- Is Satan more ready than ever? Wouldn’t you think that with more than six thousand years to fuss over and ponder about his great loss of power, Satan would just give up and stop pestering God’s followers? Why doesn’t he? What does he do instead? Long ago, while he was still in heaven but storming inside about how God was trying to stay in control of everything, what was the most effective tool the devil seized in order to confuse and win over God’s created beings in heaven? What can we do to arm ourselves in order to reject this tool and turn to God instead?
- The grandest deception. Take a moment to look at the “two great errors” Satan selected as he set about to arm himself for the greatest conflict of all time. What were those two errors? Once we realize how vast Satan’s thinking is and how much he stirs up conflict to undermine the work of God, do we shake with fear? What are some ways you can think of to cause human beings to deny that Satan exists? How do the faithful ones take it as absolute truth that the evil one continues to exist? How did some faithful Christians turn away from Satan to the point of overcoming him? What is our only fail-proof source of power to overcome the evil one?
- The two great evils. In I Corinthians 11, Paul almost seems to be tossing a strain of well-deserved scorn in Satan’s direction. “It is no great thing” he comments or, like yesterday’s teenager would say, “It was no big deal” for Satan to take on the appearance of righteousness. Why? In 2 Thessalonians 2, the epistle comments that there are some “lawless ones” who will turn away from the saving law of life, instead, refusing to give themselves to God that they might be saved. The “two great errors” are well-known to Seventh-day Adventists today. What are they? _______________ of the soul; and ___________ sacredness. What is devastating about these errors?

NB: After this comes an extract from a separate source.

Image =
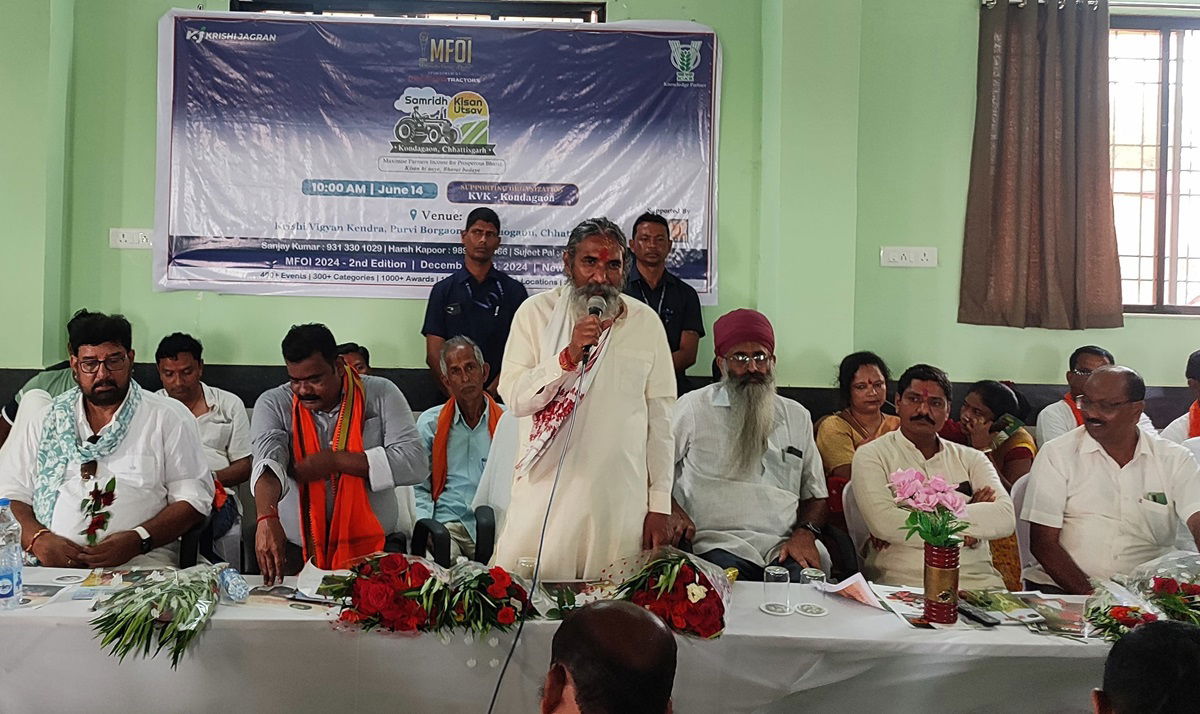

- The immortality of the soul. Is it true that people are so afraid of death that they welcome accounts of people they believe did not die? The lesson for the fourth day of the week highlights the power of “conversations” with the dead. Or, in other cases, the restoration of a person who was thought to have died but then has the ability to think and speak and live again. I haven’t picked up any statistics on this, but my guess is that the account of a person who returns to a normal or almost normal life after being declared dead is rarer than stories we hear all the time about the person who “goes to heaven” at death. What is the greatest theological stumbling block in a person’s belief that we are not dead when we are pronounced dead?
- Sabbath and the theory of evolution. How can choosing the first day instead of the seventh as a day of worship cause us to lose our way in seeking to honor the God who created us? Why has Satan been so successful in drawing Christians of all persuasions away from the seventh-day Sabbath established by God Himself some six thousand years ago? Unless we accept creation week of six literal days, does the Sabbath have any eternal value? Should we spend more time telling people about the truth of the Sabbath day? Or about the falsity of Sunday as a permanent memorial of creation? How should we do this?
- The counterfeit trinity. What is the “counterfeit trinity” and how was it established? Carefully read the notes for the sixth lesson for this week and ask yourself: How successful has the devil been in taking some of the characteristics of God and mixing them with his own traits? Should we be more–or less–emphatic in revealing the way the deity has been re-imagined to support a religious movement that bypasses Jesus Christ and His teachings? What will be the internal–and external–consequences when we stand for the truth when major powers that have given themselves over to false teachings are out to get rid of us?